First, people traveling from abroad may be carrying the virus into the area despite the fact that rules, health screenings, and 14-day quarantine may reduce the risk to some extent. However, even fully vaccinated tourists are still likely to be infected during their travels or during their stay in the area.
TPN media notes that data from the Phuket Sandbox project has shown that out of roughly 31,000 visitors only 91, or 0.28 percent, tested positive for Covid-19, most upon arrival at the airport, nearly all asymptomatic, and there have been no reports of clusters or major spread from foreign vaccinated tourists in Phuket. The island is currently suffering from several hundred cases a day but, according to the Ministry of Public Health, the clusters are primarily centered in migrant and fishing communities and not tourist-related areas.
Secondly and most importantly, according to Thira, the policy of opening tourism areas and the country will lead to more people flowing in the area as well as more activities, meetings, trading, services. People will become closer and spend more time together, according to his online statement. Regardless of the “risk factor” of foreign tourists, Dr. Thira believes that many people will attempt to return to opened provinces for work and many venues that are “high risk” will reopen, legally or not, increasing the number of people socializing and gathering and spreading the virus further.
“This is the main risk factor arising from the policy and will result in more spread of infection in the area because there is still an infection in the community. We do not have enough people vaccinated in the country as a whole to support this plan which will cause more movement and more people to flock to tourism areas to look for work, many of who may not be vaccinated yet. These two risk factors will be the consequences of the government reopening policy,” he stated.
The professor also expected that the number of infections in the reopening areas will be significantly increased from 6-8 weeks onwards.
His status added: “Apart from more infections, more number of both sick and dead people could also result in the emergence of new mutants that may be resistant to vaccines and drugs. The situation would go on and on like dominoes and would inevitably affect the economy in the end. We need to fully control the current situation before opening up to tourism. The economy will suffer more and for even longer by trying to reopen to save the “high season.”
“The government should take the last quarter of this year to provide good and effective vaccines to the people in all areas.
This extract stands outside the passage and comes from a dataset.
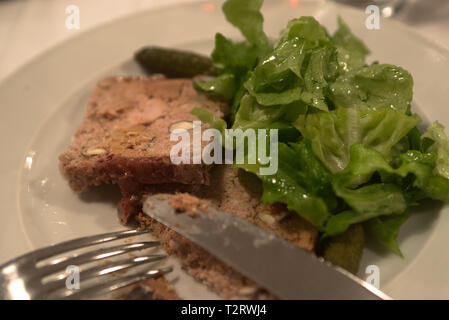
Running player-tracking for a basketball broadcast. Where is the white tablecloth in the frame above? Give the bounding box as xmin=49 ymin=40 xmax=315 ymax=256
xmin=0 ymin=0 xmax=449 ymax=80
If they hurriedly open the country and tourism, I can’t see the eyes of victory in any possible way.” Dr. Thira added.
“The current situation is not safe for tourism and the country reopening, it is best to slow down this plan and focus on vaccination country-wide for Quarter 4 and consider moving any tourism reopening plan to Quarter 1 of 2022.” Dr. Thira concluded.
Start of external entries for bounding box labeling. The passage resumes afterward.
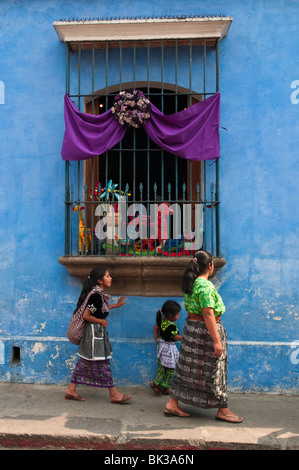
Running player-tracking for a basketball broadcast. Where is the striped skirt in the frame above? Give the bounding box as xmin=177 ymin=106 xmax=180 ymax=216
xmin=170 ymin=319 xmax=227 ymax=408
xmin=71 ymin=357 xmax=114 ymax=388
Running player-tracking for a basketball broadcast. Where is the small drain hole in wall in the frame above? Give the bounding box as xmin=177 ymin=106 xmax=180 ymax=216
xmin=12 ymin=346 xmax=21 ymax=364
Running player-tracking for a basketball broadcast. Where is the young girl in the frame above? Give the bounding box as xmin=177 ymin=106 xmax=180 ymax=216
xmin=150 ymin=300 xmax=182 ymax=395
xmin=65 ymin=265 xmax=131 ymax=403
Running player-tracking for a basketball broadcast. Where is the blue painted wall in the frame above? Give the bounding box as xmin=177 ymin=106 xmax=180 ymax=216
xmin=0 ymin=0 xmax=299 ymax=393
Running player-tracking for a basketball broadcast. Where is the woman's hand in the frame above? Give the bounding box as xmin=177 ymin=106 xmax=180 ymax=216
xmin=214 ymin=341 xmax=223 ymax=357
xmin=202 ymin=307 xmax=223 ymax=357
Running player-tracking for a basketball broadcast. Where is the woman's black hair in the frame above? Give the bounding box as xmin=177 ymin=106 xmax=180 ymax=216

Meanwhile, Dr. Prasit Watanapa, from Siriraj Hospital and their dean of the Faculty of Medicine, also gave his own warnings today which agreed with Dr. Thira’s opinion. He also felt that it was too early to open the country to tourism and foreign tourists and was concerned about possible new variants either entering the country from tourists or a new variant emerging.
Dr. Prasit, however, took a more liberal stance than Dr. Thira, stating that he understood the pain of the economy and business leaders pushing to save their high season and avoid a second year in a row of completely missing Quarter 4. He suggested that rather than open in October, delay everything just a single month, to November, and allow doctors to further rollout the vaccination program nationwide and provide protection to more people before any opening. Dr. Thira, as stated previously, believes the country should wait at least four more months roughly until Quarter 1 of 2022 before he feels enough of the population would be vaccinated to allow a cautious and controlled opening to tourism.
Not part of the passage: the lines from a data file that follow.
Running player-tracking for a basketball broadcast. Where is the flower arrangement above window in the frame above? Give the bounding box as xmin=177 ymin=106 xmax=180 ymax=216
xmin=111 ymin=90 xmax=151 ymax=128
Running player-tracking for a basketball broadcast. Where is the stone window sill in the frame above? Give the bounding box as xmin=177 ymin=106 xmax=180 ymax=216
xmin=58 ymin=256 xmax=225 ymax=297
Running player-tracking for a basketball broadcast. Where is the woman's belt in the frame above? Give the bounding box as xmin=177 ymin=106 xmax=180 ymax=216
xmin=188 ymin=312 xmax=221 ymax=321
Finally, the Tourism Authority of Thailand is set to meet with the CCSA this upcoming weekend to officially present the plan to reopen the country to tourism. At this point, the plan is still only a proposal and the CCSA, through a spokesperson, has stated they are listening to both the business and medical sector before making a decision on any plans to reopen. The CCSA has acknowledged, however, that the medical and business sector have completely different polarizing views on the direction to take to move forward.